Risks and AI biases are built in
One of the things GPT-4 “was terrible at” compared to human doctors is causally linked diagnoses, Rodman said. “There was a case where you had to recognize that a patient had dermatomyositis, an autoimmune condition responding to cancer, because of colon cancer. The physicians mostly recognized that the patient had colon cancer, and it was causing dermatomyositis. GPT got really stuck,” he said.
IDC’s Shegewi points out that if AI models are not tuned rigorously and with “proper guardrails” or safety mechanisms, the technology can provide “plausible but incorrect information, leading to misinformation.
“Clinicians may also become de-skilled as over-reliance on the outputs of AI diminishes critical thinking,” Shegewi said. “Large-scale deployments will likely raise issues concerning patient data privacy and regulatory compliance. The risk for bias, inherent in any AI model, is also huge and might harm underrepresented populations.”
Additionally, AI’s increasing use by healthcare insurance companies doesn’t typically translate into what’s best for a patient.
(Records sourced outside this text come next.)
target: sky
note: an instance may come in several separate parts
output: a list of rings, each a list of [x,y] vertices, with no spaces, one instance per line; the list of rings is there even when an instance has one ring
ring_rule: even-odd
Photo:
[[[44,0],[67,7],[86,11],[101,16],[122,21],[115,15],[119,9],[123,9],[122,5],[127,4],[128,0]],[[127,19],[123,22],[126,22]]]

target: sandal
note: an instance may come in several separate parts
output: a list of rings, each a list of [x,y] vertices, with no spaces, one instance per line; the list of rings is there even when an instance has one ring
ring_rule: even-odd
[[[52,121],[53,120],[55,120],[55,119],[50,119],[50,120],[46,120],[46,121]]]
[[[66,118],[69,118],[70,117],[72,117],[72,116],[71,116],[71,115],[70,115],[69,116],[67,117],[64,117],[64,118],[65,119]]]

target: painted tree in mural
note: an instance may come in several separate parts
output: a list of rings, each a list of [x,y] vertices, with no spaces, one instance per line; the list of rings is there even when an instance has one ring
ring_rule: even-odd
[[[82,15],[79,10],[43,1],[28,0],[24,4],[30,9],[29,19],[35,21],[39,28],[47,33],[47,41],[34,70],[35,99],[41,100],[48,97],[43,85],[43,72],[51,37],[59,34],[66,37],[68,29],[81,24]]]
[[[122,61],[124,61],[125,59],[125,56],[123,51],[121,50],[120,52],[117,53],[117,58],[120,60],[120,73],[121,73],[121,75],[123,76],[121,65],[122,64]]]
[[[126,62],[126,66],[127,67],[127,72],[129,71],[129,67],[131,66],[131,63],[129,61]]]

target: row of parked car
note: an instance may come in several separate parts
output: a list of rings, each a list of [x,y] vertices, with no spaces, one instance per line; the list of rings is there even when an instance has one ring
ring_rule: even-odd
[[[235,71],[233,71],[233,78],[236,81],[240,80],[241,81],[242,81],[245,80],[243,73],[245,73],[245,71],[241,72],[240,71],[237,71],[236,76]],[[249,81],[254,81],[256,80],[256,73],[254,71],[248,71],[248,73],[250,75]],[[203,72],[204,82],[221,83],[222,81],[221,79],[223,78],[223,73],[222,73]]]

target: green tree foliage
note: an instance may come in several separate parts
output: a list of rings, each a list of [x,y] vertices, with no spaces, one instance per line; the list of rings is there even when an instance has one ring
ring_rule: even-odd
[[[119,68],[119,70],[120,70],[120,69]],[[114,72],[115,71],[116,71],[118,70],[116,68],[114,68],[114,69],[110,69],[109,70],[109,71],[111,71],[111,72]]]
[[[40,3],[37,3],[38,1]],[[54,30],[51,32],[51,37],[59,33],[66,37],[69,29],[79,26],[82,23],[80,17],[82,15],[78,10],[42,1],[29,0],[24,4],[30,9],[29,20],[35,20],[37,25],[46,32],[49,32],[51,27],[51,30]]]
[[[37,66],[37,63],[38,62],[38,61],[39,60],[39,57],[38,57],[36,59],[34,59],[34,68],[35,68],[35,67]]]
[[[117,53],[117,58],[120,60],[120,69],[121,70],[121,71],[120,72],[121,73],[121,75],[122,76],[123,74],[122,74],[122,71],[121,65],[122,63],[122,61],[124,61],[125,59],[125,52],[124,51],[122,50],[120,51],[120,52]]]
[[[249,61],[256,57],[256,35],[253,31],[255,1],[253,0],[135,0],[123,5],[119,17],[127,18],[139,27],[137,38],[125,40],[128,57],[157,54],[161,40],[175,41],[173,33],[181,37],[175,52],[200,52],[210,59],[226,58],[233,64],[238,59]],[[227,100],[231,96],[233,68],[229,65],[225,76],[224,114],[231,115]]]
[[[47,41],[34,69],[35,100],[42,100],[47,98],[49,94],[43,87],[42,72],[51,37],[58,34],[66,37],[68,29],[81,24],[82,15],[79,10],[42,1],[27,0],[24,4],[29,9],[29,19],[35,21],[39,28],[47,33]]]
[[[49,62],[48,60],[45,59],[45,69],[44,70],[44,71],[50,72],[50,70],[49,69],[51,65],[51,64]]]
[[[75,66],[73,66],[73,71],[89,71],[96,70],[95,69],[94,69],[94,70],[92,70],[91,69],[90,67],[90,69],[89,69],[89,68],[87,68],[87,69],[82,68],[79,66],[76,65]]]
Doctors who face an onslaught of AI-generated patient care denials from insurance companies are fighting back — and they’re using the same technology to automate their appeals.
“One reason the AI outperformed humans is that it’s very good at thinking about why it might be wrong,” Rodman said. “So, it’s good at what doesn’t fit with the hypothesis, which is a skill humans aren’t very good at. We’re not good at disagreeing with ourselves. We have cognitive biases.”
Of course, AI has its own biases, Rodman noted. The higher ratio of sex and racial biases has been well documented with LLMs, but it’s probably less prone to biases than people are, he said.
Even so, bias in classical AI has been a longstanding problem, and genAI has the potential to exacerbate the problem, according to Gartner’s Walk. “I think one of the biggest risks is that the technology is outpacing the industry’s ability to train and prepare clinicians to detect, respond to, and report these biases,” she said.
GenAI models are inherently prone to bias due to their training on datasets that may disproportionately represent certain populations or scenarios. For example, models trained primarily on data from dominant demographic groups might perform poorly for underrepresented groups, said Mutaz Shegewi, a senior research director with IDC’s Worldwide Healthcare Provider Digital Strategies group.
“Prompt design can further amplify bias, as poorly crafted prompts may reinforce disparities,” he said. “Additionally, genAI’s focus on common patterns risks overlooking rare but important cases.”
For example, research literature that’s ingested by LLMs is often skewed toward white males, creating critical data gaps regarding other populations, Mutaz said. “Due to this, AI models might not recognize atypical disease presentations in different groups. Symptoms for certain diseases, for example, can have stark differences between groups, and a failure to acknowledge such differences could lead to delayed or misguided treatment,” he said.
With current regulatory structures, LLMs and their genAI interfaces can’t accept liability and responsibility the way a human clinician can. So, for “official purposes,” it’s likely a human will still be needed in the loop for liability, judgement, nuance, and the many other layers of evaluation and support patients need.
Chen said it wouldn’t surprise him if physicians were already using LLMs for low-stakes purposes, like explaining medical charts or generating treatment options for less-severe symptoms.
“Good or bad, ready or not, Pandora’s box has already been opened, and we need to figure out how to effectively use these tools and counsel patients and clinicians on appropriately safe and reliable ways to do so,” Chen said.